FİKRET OTYAM-KOCA ÇINAR


Yüce dağda pınar olsan
Akarak yanıma gelsen
Issız çölde susuz ölsem
İçmem yarim bundan sonra

Kuş tüyünden döşek olsan
Kutnu kumaş yorgan olsan
Zemheride donup ölsem
Yatmam yarim bundan sonra






   Yaşamının her anını Anadolu'nun güzellikleri ile bezeyen koca çınarı yoğun bakımdaki derin uykusunda gülümseten yine bir Anadolu türküsü oldu. Büyük ustamız, eşi, sanatçı Filiz Otyam'ın kulağına tuttuğu - kendisinin Karacaoğlan'dan derlediği - " Yüce Dağda Pınar Olsan " adlı barağı duyar duymaz gözlerini açarak türküleri ve sevenlerini selamladı. Hemşirelerin " Müziği duydunuz mu? " sorusunu gülümseyerek yanıtladı.
   (26 Ocak 2015 tarihinde mide kanaması teşhisiyle kaldırıldığı hastanede kalbi duran ve yapılan müdahale ile hayata geri dönen Fikret Otyam hakkındaki gazete haberlerinden)



FİKRET OTYAM
(d.19 Aralık 1926 Aksaray- ö. 9 Ağustos 2015 Antalya)

(1945 yılında İstanbul'a gelerek Devlet Güzel Sanatlar Akademisi'nde Bedri Rahmi Eyüboğlu'nun öğrencisi oldu.

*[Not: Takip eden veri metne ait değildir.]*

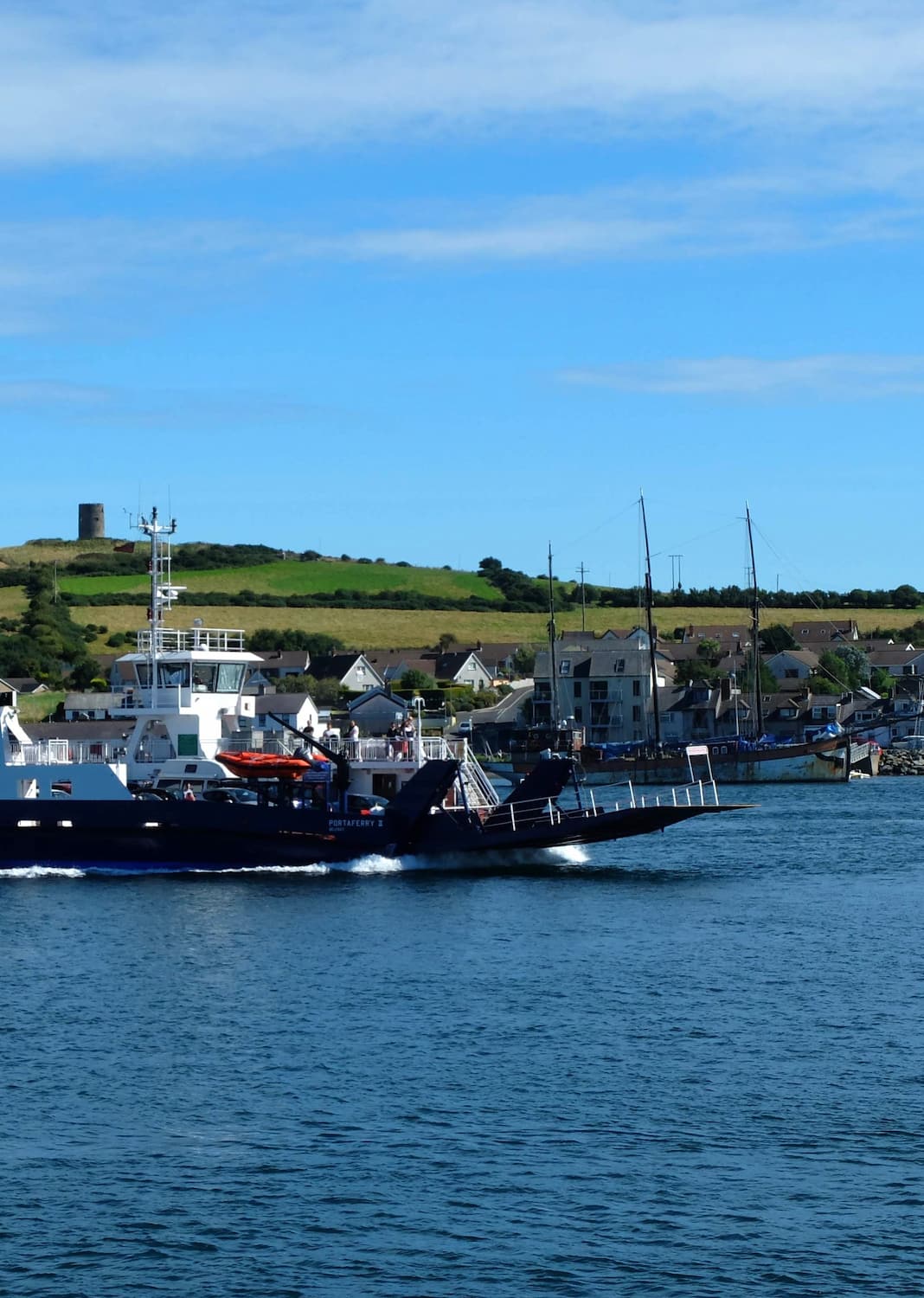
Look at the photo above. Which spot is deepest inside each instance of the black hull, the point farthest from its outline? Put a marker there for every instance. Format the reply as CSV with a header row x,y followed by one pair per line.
x,y
144,838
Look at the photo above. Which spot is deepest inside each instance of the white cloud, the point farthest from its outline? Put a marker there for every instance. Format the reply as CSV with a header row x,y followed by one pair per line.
x,y
46,394
215,77
840,376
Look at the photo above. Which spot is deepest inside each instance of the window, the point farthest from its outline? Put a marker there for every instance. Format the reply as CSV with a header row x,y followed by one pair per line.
x,y
230,675
204,677
173,674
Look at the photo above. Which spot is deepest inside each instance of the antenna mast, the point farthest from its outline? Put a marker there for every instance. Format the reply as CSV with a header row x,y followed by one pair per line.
x,y
553,669
161,589
755,636
649,612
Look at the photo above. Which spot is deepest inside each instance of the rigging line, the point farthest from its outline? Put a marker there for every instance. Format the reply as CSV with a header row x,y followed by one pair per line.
x,y
802,576
703,537
606,522
822,670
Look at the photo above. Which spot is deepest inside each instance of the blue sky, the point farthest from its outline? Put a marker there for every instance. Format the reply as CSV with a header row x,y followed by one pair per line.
x,y
435,280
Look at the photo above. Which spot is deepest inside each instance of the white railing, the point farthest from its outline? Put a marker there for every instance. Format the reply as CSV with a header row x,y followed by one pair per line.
x,y
173,639
61,752
532,812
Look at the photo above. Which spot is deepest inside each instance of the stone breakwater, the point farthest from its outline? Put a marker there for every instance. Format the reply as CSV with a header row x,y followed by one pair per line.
x,y
897,761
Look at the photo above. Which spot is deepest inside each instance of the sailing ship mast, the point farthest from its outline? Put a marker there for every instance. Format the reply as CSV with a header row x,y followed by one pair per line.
x,y
553,670
649,617
755,638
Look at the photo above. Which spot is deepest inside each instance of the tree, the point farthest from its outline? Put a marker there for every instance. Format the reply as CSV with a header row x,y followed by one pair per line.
x,y
905,597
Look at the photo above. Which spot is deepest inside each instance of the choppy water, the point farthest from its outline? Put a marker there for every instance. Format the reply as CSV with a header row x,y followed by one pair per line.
x,y
684,1064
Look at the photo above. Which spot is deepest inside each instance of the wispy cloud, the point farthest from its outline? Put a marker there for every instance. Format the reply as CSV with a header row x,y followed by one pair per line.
x,y
857,199
218,78
823,376
163,408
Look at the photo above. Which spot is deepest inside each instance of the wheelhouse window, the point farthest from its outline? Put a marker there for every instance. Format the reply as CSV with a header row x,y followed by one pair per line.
x,y
230,677
173,674
204,677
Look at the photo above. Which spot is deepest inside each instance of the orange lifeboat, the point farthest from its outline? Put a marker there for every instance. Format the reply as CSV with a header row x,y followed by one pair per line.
x,y
267,765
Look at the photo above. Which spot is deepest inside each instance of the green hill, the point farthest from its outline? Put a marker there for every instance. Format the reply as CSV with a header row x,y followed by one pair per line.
x,y
295,576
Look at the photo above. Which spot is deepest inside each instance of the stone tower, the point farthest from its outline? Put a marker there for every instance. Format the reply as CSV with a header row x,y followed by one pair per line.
x,y
91,522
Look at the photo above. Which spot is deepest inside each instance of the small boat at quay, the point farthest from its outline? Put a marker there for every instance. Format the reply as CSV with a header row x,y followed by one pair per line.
x,y
753,758
732,762
184,791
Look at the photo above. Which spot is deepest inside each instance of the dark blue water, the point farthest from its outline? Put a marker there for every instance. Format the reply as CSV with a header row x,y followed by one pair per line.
x,y
690,1064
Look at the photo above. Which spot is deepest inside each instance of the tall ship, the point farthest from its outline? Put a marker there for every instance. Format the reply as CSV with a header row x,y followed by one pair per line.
x,y
186,788
749,755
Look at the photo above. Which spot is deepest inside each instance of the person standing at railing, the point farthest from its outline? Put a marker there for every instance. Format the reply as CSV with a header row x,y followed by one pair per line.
x,y
407,736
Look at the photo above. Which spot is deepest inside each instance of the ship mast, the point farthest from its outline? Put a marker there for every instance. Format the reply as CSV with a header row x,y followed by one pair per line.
x,y
755,636
161,591
649,618
553,670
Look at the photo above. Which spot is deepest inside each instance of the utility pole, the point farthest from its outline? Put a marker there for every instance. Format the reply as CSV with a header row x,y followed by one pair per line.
x,y
583,570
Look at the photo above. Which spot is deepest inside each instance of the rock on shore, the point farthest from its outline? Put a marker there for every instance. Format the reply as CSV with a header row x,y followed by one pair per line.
x,y
898,761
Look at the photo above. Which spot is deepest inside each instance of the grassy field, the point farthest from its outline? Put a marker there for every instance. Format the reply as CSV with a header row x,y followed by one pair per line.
x,y
291,576
394,628
62,552
366,628
39,708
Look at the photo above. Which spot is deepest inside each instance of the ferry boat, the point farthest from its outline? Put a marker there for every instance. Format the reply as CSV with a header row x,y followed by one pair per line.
x,y
181,791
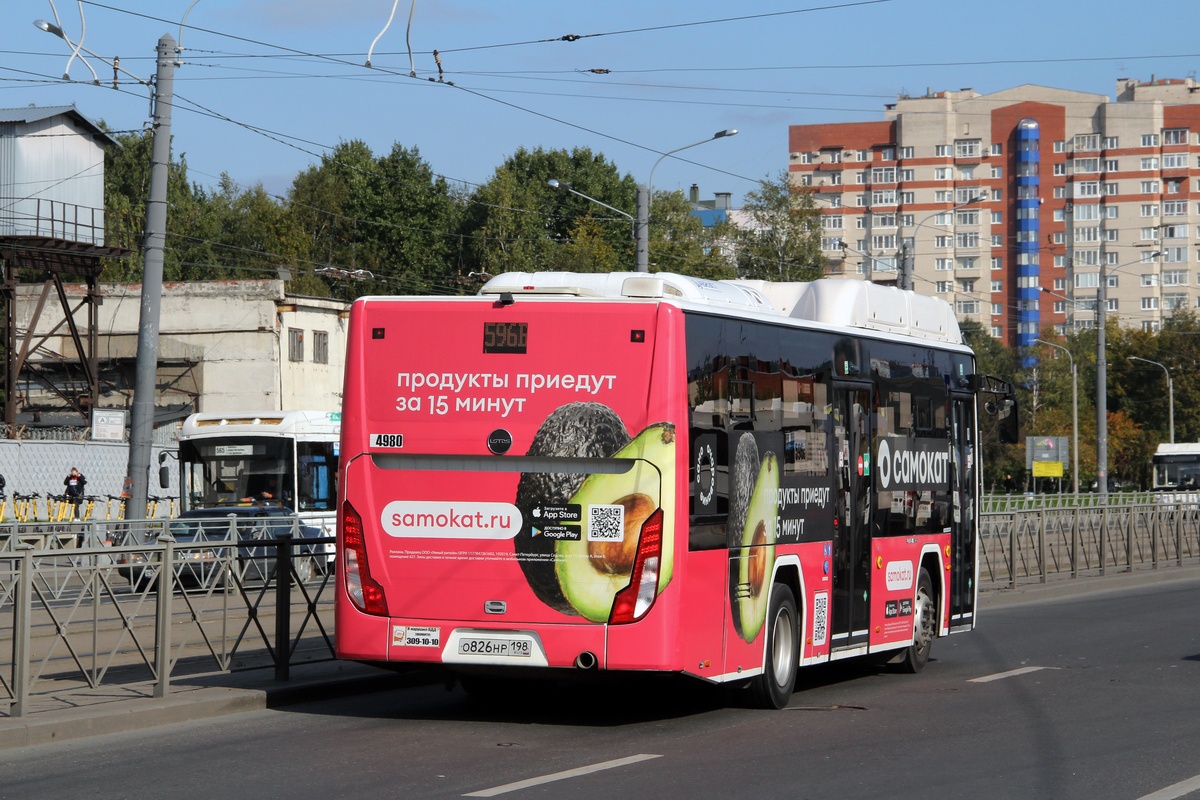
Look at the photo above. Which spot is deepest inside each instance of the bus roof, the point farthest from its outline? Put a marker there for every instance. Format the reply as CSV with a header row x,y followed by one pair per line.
x,y
827,301
270,423
1179,449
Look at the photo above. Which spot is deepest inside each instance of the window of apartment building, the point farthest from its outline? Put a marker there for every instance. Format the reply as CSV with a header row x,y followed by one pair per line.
x,y
295,344
1175,300
321,347
966,148
1175,136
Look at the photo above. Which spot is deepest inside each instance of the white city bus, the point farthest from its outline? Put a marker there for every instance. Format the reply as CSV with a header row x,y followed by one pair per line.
x,y
285,456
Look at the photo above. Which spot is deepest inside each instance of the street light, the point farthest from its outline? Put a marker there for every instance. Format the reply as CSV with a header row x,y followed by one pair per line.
x,y
906,265
1170,395
1074,413
567,187
1102,378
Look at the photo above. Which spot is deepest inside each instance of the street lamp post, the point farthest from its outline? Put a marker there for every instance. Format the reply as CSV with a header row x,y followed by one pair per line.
x,y
1102,380
1170,395
906,258
1074,414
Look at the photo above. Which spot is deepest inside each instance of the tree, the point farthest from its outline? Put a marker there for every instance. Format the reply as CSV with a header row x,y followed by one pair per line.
x,y
781,238
516,222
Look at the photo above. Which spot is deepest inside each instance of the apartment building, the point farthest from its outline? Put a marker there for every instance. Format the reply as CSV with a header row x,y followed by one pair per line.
x,y
1012,205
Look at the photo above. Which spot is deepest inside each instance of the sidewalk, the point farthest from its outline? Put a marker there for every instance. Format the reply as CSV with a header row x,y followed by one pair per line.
x,y
78,713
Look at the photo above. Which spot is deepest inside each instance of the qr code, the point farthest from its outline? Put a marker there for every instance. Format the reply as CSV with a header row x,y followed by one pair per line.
x,y
606,523
820,618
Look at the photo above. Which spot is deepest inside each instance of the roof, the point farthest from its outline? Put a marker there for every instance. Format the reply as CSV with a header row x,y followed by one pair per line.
x,y
39,113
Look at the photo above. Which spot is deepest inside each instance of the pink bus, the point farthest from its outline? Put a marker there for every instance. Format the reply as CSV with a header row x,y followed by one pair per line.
x,y
633,471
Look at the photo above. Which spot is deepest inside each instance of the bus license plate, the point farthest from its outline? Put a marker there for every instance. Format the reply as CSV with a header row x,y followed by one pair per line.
x,y
480,645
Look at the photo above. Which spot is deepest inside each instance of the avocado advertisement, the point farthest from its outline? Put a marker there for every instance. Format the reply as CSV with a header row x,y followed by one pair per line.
x,y
580,530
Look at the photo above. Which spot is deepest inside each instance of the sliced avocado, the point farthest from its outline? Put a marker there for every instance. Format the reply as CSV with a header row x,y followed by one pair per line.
x,y
751,570
745,471
573,431
592,570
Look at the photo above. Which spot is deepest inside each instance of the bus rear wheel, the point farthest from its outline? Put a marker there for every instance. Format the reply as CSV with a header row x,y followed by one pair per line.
x,y
773,689
924,614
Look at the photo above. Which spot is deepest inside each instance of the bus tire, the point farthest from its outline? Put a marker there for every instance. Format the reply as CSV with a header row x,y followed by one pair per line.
x,y
924,614
773,689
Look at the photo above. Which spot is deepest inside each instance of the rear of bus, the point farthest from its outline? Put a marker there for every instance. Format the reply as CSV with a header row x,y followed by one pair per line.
x,y
508,492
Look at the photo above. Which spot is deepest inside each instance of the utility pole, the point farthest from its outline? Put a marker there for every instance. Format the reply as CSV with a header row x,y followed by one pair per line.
x,y
153,247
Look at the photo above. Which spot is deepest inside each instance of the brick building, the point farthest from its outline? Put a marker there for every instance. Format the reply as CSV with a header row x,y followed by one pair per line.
x,y
1009,205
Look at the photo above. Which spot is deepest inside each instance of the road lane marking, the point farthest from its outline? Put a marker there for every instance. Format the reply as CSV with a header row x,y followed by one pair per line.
x,y
562,776
1177,791
1011,673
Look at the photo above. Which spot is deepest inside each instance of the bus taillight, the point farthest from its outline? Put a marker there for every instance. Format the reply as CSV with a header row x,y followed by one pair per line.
x,y
365,593
631,602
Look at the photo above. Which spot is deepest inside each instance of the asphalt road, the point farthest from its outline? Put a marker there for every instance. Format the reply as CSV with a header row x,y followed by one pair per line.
x,y
1091,697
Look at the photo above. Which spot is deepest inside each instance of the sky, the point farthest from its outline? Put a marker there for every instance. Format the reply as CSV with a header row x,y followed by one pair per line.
x,y
265,88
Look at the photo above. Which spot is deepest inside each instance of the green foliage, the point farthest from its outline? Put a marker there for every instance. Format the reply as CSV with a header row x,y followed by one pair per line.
x,y
781,241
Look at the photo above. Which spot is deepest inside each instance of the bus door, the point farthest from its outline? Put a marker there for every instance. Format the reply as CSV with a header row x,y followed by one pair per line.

Daha önce  iki yıl İbrahim Çallı'dan ders aldı.)






   Hocaların hocası Çallı'nın atölyesine adım attığımda çırılçıplak bir kadın karşımda duruyordu. Ağabeyler,
ablalar gülerek 'gel, gel' dediler. Çallı'yla dede torun gibiydik. Acımdır, her şeye karşın aklım fikrim, Bedri Rahmi Eyüboğlu'ndaydı. Atölyesine gelme isteğime yanıtı: "O da benim hocam, öğrencisini nasıl alırım" oldu. Ağlamaklı vaziyette izin istemek için yanına yaklaşınca, anlaşılan duymuş. Çallı, "siktir git" dedi. Bedri Hoca'ya koştum, dediğini anlattım. "Tamam" dedi, "İzin vermiş."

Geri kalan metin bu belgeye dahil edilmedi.